Page:Marivaux - Théâtre, vol. II.djvu/551

Le texte de cette page a été corrigé et est conforme au fac-similé.

Angélique.

Croyez-moi, Dorante, vous estimez trop les biens, et le bon usage que vous faites des vôtres vous excuse ; mais, entre nous, que ferais-je avec un homme de cette espèce-là ? Car la plupart de ces gens-là sont des espèces, vous le savez. L’honnête homme d’un certain état n’est pas l’honnête homme du mien. Ce sont d’autres façons, d’autres sentiments, d’autres mœurs, presqu’un autre honneur ; c’est un autre monde.

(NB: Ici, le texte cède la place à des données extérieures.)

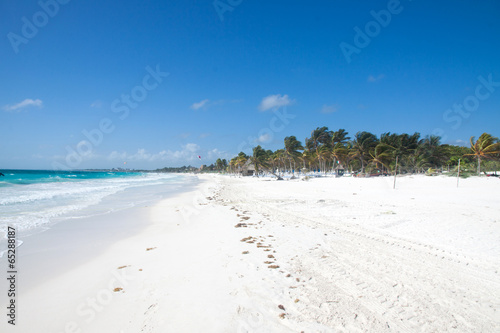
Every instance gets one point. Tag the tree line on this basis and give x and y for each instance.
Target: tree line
(326, 150)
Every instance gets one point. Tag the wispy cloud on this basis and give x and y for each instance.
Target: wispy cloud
(372, 78)
(188, 152)
(199, 105)
(329, 108)
(206, 103)
(26, 103)
(274, 101)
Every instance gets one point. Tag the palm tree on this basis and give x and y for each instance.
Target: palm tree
(340, 153)
(259, 159)
(485, 147)
(431, 152)
(362, 144)
(340, 136)
(319, 136)
(381, 155)
(292, 147)
(241, 159)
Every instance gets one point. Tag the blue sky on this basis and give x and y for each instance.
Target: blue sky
(159, 83)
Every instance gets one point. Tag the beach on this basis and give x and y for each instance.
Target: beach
(258, 255)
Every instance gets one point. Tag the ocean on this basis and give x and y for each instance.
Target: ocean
(31, 201)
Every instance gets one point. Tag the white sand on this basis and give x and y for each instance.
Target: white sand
(354, 255)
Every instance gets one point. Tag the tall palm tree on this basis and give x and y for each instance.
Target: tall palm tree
(320, 136)
(432, 152)
(241, 159)
(292, 147)
(259, 159)
(485, 147)
(340, 136)
(340, 152)
(381, 155)
(362, 144)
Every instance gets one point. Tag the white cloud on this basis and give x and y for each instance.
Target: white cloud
(274, 101)
(188, 152)
(96, 104)
(199, 105)
(329, 108)
(372, 78)
(266, 137)
(27, 102)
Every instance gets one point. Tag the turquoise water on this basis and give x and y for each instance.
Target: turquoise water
(27, 177)
(33, 200)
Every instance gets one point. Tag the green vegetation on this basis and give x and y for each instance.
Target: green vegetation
(327, 150)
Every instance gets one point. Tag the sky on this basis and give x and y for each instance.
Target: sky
(150, 84)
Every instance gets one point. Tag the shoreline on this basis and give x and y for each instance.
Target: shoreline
(236, 254)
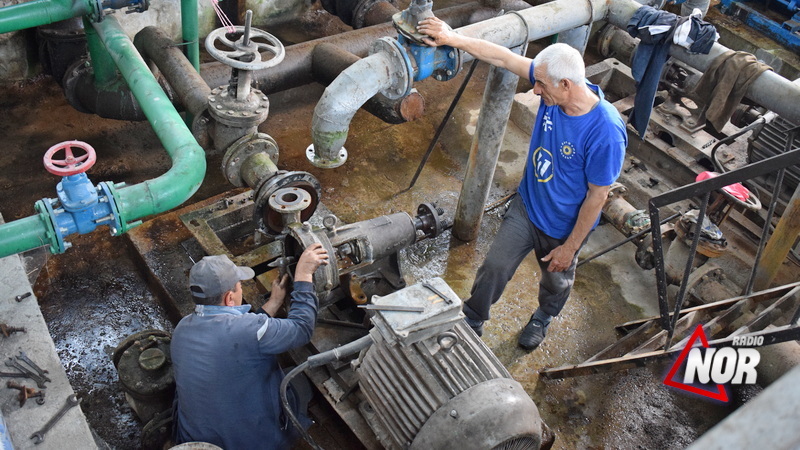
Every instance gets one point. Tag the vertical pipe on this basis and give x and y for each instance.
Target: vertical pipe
(188, 159)
(191, 32)
(485, 149)
(779, 244)
(103, 66)
(41, 12)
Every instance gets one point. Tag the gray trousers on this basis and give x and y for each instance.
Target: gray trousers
(515, 239)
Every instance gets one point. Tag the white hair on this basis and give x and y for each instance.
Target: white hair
(562, 63)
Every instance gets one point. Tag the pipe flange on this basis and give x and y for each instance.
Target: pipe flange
(289, 203)
(268, 220)
(324, 163)
(241, 150)
(227, 110)
(200, 128)
(403, 78)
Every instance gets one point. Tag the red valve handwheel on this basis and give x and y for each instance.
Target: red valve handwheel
(70, 164)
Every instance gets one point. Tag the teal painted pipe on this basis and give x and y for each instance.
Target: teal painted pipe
(143, 199)
(191, 32)
(24, 234)
(188, 158)
(42, 12)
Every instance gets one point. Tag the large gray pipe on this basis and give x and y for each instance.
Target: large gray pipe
(487, 142)
(334, 111)
(191, 91)
(769, 89)
(342, 98)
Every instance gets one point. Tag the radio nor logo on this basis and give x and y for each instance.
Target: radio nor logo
(707, 370)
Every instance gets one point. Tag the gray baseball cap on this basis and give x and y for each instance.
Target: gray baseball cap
(216, 275)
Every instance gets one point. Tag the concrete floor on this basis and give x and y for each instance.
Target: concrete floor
(94, 295)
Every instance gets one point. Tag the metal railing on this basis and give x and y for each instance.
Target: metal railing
(702, 190)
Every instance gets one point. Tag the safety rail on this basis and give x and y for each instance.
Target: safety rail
(702, 189)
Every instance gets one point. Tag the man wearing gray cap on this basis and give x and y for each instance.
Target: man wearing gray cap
(225, 358)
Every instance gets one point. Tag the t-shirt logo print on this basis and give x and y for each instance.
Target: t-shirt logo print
(543, 161)
(547, 124)
(567, 150)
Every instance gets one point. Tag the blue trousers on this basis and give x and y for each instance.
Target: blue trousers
(514, 241)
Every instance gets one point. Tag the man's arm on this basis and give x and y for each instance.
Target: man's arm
(496, 55)
(279, 335)
(561, 257)
(276, 295)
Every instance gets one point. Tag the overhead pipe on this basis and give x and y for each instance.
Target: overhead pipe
(389, 74)
(188, 159)
(296, 68)
(149, 197)
(340, 101)
(361, 13)
(190, 89)
(769, 89)
(44, 12)
(329, 61)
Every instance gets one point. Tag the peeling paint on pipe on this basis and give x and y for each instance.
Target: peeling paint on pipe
(188, 159)
(295, 69)
(190, 89)
(351, 89)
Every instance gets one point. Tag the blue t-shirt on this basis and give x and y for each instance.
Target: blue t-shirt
(567, 153)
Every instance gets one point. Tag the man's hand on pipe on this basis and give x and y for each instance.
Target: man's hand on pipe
(313, 257)
(439, 32)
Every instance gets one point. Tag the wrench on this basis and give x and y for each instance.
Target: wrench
(23, 357)
(72, 401)
(446, 299)
(39, 380)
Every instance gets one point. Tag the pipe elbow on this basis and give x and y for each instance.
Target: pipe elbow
(339, 103)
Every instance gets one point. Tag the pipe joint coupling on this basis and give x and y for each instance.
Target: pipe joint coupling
(227, 110)
(251, 159)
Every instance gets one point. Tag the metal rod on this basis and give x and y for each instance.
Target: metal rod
(439, 130)
(485, 150)
(765, 231)
(688, 270)
(625, 241)
(784, 236)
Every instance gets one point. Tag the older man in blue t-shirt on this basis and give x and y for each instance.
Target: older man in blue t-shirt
(576, 152)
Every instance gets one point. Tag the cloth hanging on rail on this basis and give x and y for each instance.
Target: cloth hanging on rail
(656, 31)
(725, 82)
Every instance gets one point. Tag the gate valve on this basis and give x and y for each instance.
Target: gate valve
(81, 207)
(69, 165)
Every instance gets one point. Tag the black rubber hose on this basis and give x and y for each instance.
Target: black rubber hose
(316, 361)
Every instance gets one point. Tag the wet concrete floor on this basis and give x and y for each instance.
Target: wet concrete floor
(93, 296)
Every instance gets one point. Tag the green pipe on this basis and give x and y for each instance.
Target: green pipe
(25, 234)
(188, 159)
(191, 32)
(103, 67)
(42, 12)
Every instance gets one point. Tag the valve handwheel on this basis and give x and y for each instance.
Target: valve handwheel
(70, 164)
(245, 52)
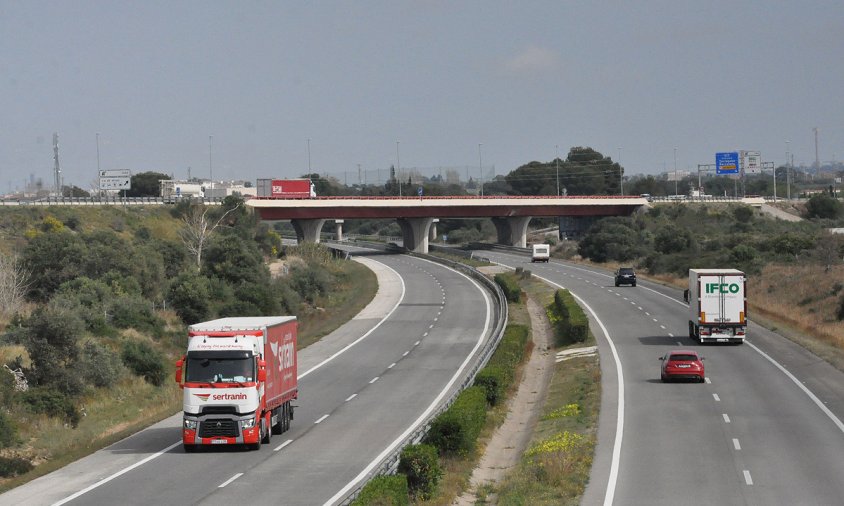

Votre ami me rebuterait, et je le gênerais.

Dorante.

Ah ! madame, épargnez-moi, je vous prie ; vous m’avez promis d’oublier mon tort, et je compte sur cette bonté-là dans ce moment même.

Angélique.

Pour vous prouver que je n’y songe plus, j’ai envie de vous prier de rester encore avec nous quelque temps ; vous me verrez peut-être incessamment mariée.

Dorante.

Comment, madame ?

Angélique.

J’ai un de mes parents qui m’aime et que je ne hais pas ; qui est actuellement à Paris, où il suit un procès important dont le gain est presque sûr, et qui n’attend que ce succès pour venir demander ma main.

Dorante.

Et vous l’aimez, madame ?

Angélique.

Nous nous connaissons dès l’enfance.